Certains minéraux présents dans les roches absorbe le dioxyde de carbone. | Jed Owen via Unsplash
Certains minéraux présents dans les roches absorbe le dioxyde de carbone. | Jed Owen via Unsplash

Broyer des rochers, une nouvelle piste pour stocker le CO2

Dispersés dans les champs, certains minéraux pourraient grandement aider l'humanité à sauver son climat.

Sous nos pieds se trouverait une solution viable pour réduire nos émissions de CO2 à l'échelle de la planète, l'un des enjeux majeurs du XXIe siècle afin de limiter le changement climatique.

La poussière de roche, une fois répandue dans les champs agricoles, permettrait d'absorber naturellement des quantités impressionnantes de dioxyde de carbone dans l'atmosphère, selon une étude publiée dans la revue scientifique Nature.

Avec le temps, certains minéraux présents dans les roches, comme le basalte, s'altèrent et absorbe du dioxyde de carbone. Sur des centaines de milliers d'années, ce mécanisme joue un rôle de stabilisateur climatique. C'est cette fonction que des scientifiques souhaitent exploiter, rapporte Ars Technica.

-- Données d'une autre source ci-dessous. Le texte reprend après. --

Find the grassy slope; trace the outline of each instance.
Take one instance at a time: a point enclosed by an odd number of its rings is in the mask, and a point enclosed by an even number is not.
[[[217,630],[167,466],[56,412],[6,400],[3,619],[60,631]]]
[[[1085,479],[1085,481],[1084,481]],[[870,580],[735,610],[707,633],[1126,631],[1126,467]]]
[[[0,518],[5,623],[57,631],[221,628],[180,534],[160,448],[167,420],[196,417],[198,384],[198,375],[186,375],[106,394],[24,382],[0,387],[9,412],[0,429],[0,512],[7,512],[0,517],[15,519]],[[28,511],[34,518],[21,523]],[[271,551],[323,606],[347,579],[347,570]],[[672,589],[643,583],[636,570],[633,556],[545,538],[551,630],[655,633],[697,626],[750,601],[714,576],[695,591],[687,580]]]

Pour accélérer ce processus et augmenter la surface de contact, les reponsables de l'étude, publiée dans Nature, ont eu l'idée de broyer la roche en micrograins. Une fois réduits en fine poussière, les minéraux concassés sont dispersés dans les champs agricoles. L'avantage est double: en plus d'absorber rapidement le CO2, cet épandage apporterait des nutriments à la terre et permettrait d'augmenter le rendement des cultures.

Un dixième du «budget carbone»

L'étude montre également le potentiel de l'utilisation de cette méthode à l'échelle de la planète. Sans surprise, ceux qui ont le plus à gagner de cette technique sont les trois plus grands émetteurs de dioxyde de carbone de la Terre –la Chine, les États-Unis et l'Inde.

Mais l'humanité toute entière en sortirait gagnante. En tenant compte du climat et de la superficie des terres cultivées, les scientifiques estiment que l'utilisation de poussière de roche pourrait éliminer entre 0,5 et 2 gigatonnes de CO2 par an d'ici à 2050. C'est près d'un dixième du «budget carbone» de l'humanité, la limite de CO2 que nous pouvons émettre sans aggraver le réchauffement climatique, rapporte New Scientist.

Si cette étude ouvre la porte à une nouvelle solution pour lutter contre les émissions de dioxyde de carbone, quelques détails pourraient ralentir son application. Son coût d'application reste encore supérieur à d'autres solutions, comme la plantation d'arbres, et l'utilisation de roche à grande échelle pourrait provoquer une relance de l'exploitation minière, ce qui ne serait pas sans conséquences environnementales.